Goo Hara, the famous former member of South Korea’s girl group KARA, was found dead at home at the end of November this year (2019). It was later confirmed that she had committed suicide. She was only 28 years old. Unexpectedly, in early December, the 27-year-old actor Cha In-ha also died suddenly at home. Because his family did not want to disclose the cause of death, the police finally closed the case as depression. Although this kind of tragedy is not the first time, it has happened one after another in a short period of time. In addition to the personal factors behind it, there are other reasons such as online bullying, depression, violence and stress, and whether the identity of the celebrity will cause fans or the public to “imitate” ”, it needs everyone to understand and pay attention to it. Please start from ourselves, further observe and care for our family and friends, and prevent similar tragedies from happening again.
Online verbal bullying is one of the triggers
Goo Hara, who is only 28 years old, debuted with the group KARA in 2007 and has always been quite famous in the Korean entertainment industry. However, last year, the fight between her and her boyfriend made headlines in South Korean newspapers. After police investigation, it was found that the man was violent to her and even threatened to release her sex videos and forced her to kneel down to apologize. All kinds of things slandered Hara’s image and made her She hit rock bottom. After a series of incidents, the well-known Korean forum Theqoo and Goo Hara’s social networking site began to make some comments calling for the release of sex videos, or criticized Goo Hara for being ignorant and other abusive remarks. Hara, who was deeply hit, also suffered from depression. In May of this year, Hara wrote in a limited-time Instagram story, “I have to pretend not to be tired even when I am tired, and I have to pretend not to be in pain even though I am in pain. I have been enduring life like this. The outside looks intact, but the inside is already broken. “Unbearable”, “Goodbye” and other words, she was found to have attempted suicide at home the next day, and was finally rescued. However, on October 14, news came out that Hara’s good friend in the entertainment industry, Sulli, committed suicide at home. Although Goo Hara also opened an Instagram live broadcast at that time to express her condolences and promised fans that she would live with Sulli. But this incident seemed to be the straw that broke the camel’s back. On the evening of the 23rd, Goo Hara posted a selfie on Instagram and wrote “Good night”, still choosing to go to a dead end.
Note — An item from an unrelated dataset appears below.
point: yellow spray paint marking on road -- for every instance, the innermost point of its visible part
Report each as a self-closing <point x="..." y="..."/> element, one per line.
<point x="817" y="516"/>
Suicide imitation comes from the “Werther effect”
There have been many suicide cases in the Korean entertainment industry before, well-known ones include Jonghyun (December 18, 2017), Sulli (October 14, 2019), and Hara Gu (November 24, 2019). They diagnosed with depression during their lifetime. They were singers who gained immense popularity among the youth, Choi Sulli and Goo Hara are also very close friends in private. Therefore, in addition to fans worrying that their circle of friends will be deeply affected, experts are also worried that it will cause a copycat effect.
The so-called suicide imitation, also known as the “Werther effect”, originated from Johann Goethe’s famous novel “The Sorrows of Young Werther” more than 200 years ago. Europe triggered a trend of imitating Werther’s suicide. Suicide imitation, as it is now referred to, refers to the suicidal behavior of a specific person to generate suicidal thoughts and actions. In addition, the suicide of someone close to you, negative social trends, and the mental illness of the person who commits suicide may increase the suicide rate.
There are suicide copycat cases in the United States and Japan
Studies have pointed out that when the community and the media widely report the suicide of celebrities, the suicide rate will indeed increase. The most famous example is the American actress Marilyn Monroe. Within a month after her suicide, the number of suicides in the United States increased. The rate increased by 12%. In Japan, it is called “Yukiko syndrome” after the pop singer Yukiko Okada, who committed suicide and caused a sharp increase in Japan’s suicide rate.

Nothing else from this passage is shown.